Closed Alexendoo closed 2 years ago
Thanks, @Alexendoo, for submitting this!
We had build issues on the CI. Could you please rebase this so we can see if there are any problems?
Also, they were some non-straight-forward changes in UAX #29 in Unicode 11.0.0 release. (https://unicode.org/reports/tr29/#Modifications) How are we incorporating that to the implementation here?
@behnam this PR doesn't handle it, I spent some time on it but I didn't really get anywhere
The tests are expected to fail with expected X4_2
in unic_idna::to_unicode
since I wasn't sure if that was intentional or not (it came from added test coverage, not a change in implementation)
I don't know if you'd really want to merge this directly since it's not complete.

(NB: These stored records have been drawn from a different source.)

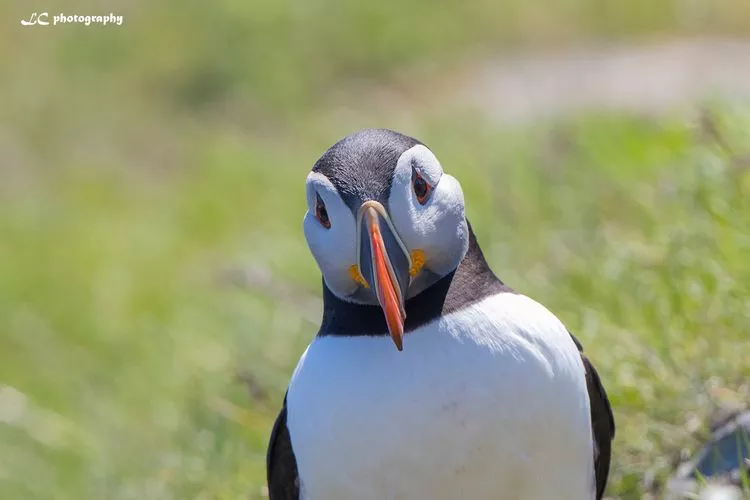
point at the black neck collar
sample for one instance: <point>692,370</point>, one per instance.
<point>472,281</point>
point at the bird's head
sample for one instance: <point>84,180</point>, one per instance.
<point>384,221</point>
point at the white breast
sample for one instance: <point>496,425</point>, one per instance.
<point>487,403</point>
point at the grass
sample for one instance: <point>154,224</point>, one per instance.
<point>146,180</point>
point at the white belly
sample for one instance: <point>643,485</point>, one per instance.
<point>486,403</point>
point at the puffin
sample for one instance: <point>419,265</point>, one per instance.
<point>429,377</point>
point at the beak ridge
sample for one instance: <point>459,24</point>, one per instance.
<point>385,264</point>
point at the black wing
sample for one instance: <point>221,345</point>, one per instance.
<point>281,466</point>
<point>602,423</point>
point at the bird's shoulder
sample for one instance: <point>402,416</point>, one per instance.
<point>281,465</point>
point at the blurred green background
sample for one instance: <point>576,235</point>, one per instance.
<point>156,290</point>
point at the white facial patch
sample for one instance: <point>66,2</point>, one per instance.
<point>439,226</point>
<point>334,249</point>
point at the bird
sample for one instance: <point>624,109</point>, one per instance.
<point>429,377</point>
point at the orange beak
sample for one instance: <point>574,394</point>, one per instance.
<point>389,292</point>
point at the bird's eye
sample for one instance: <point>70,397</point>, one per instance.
<point>321,213</point>
<point>422,188</point>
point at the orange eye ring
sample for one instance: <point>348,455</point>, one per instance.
<point>422,188</point>
<point>321,213</point>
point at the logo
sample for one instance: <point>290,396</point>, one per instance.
<point>42,19</point>
<point>36,19</point>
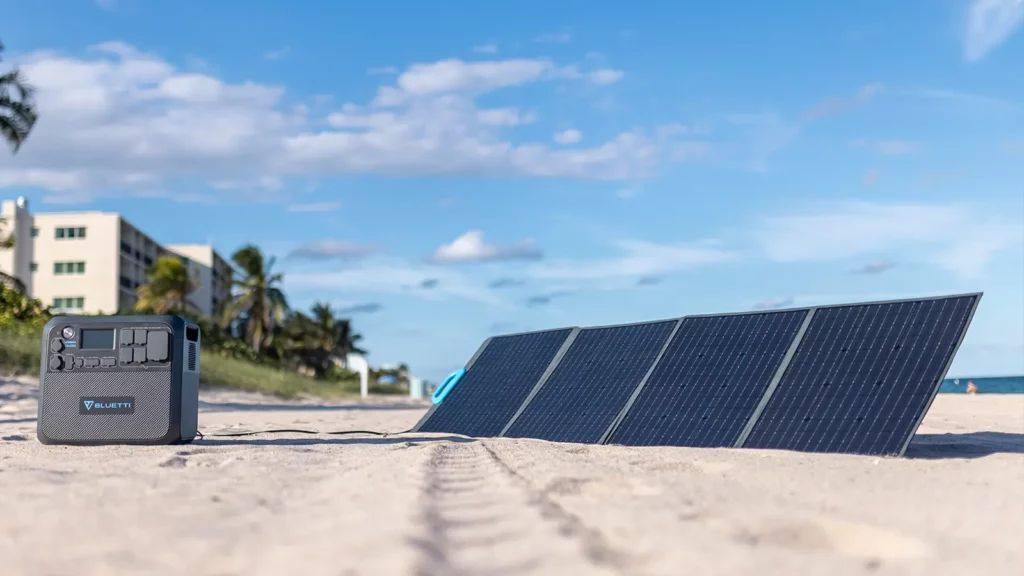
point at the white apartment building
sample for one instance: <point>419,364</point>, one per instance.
<point>92,262</point>
<point>213,273</point>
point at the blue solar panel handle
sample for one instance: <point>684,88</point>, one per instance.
<point>449,383</point>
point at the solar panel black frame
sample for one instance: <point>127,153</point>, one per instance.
<point>733,412</point>
<point>905,443</point>
<point>671,324</point>
<point>460,389</point>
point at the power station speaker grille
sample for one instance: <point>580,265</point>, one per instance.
<point>119,379</point>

It's more for visibility if somebody else wants to build the tr29 changes on top of it it will save them a bit of time
I was attempting to update the repo to use unicode 11 data but ran into a few issues, for the time being I'm setting it aside since it was a bigger job than I was expecting, but I opened this in case it's helpful to save some time for anybody attempting to do the same.
Outstanding issues:
unic-segment - https://unicode.org/reports/tr29/#Modifications
This was the part that tripped me up the most, you can see my attempt to tackle it in https://github.com/Alexendoo/rust-unic/compare/unicode-11-partial...unicode-11. I think the forward word boundaries might be correct, but the others are not.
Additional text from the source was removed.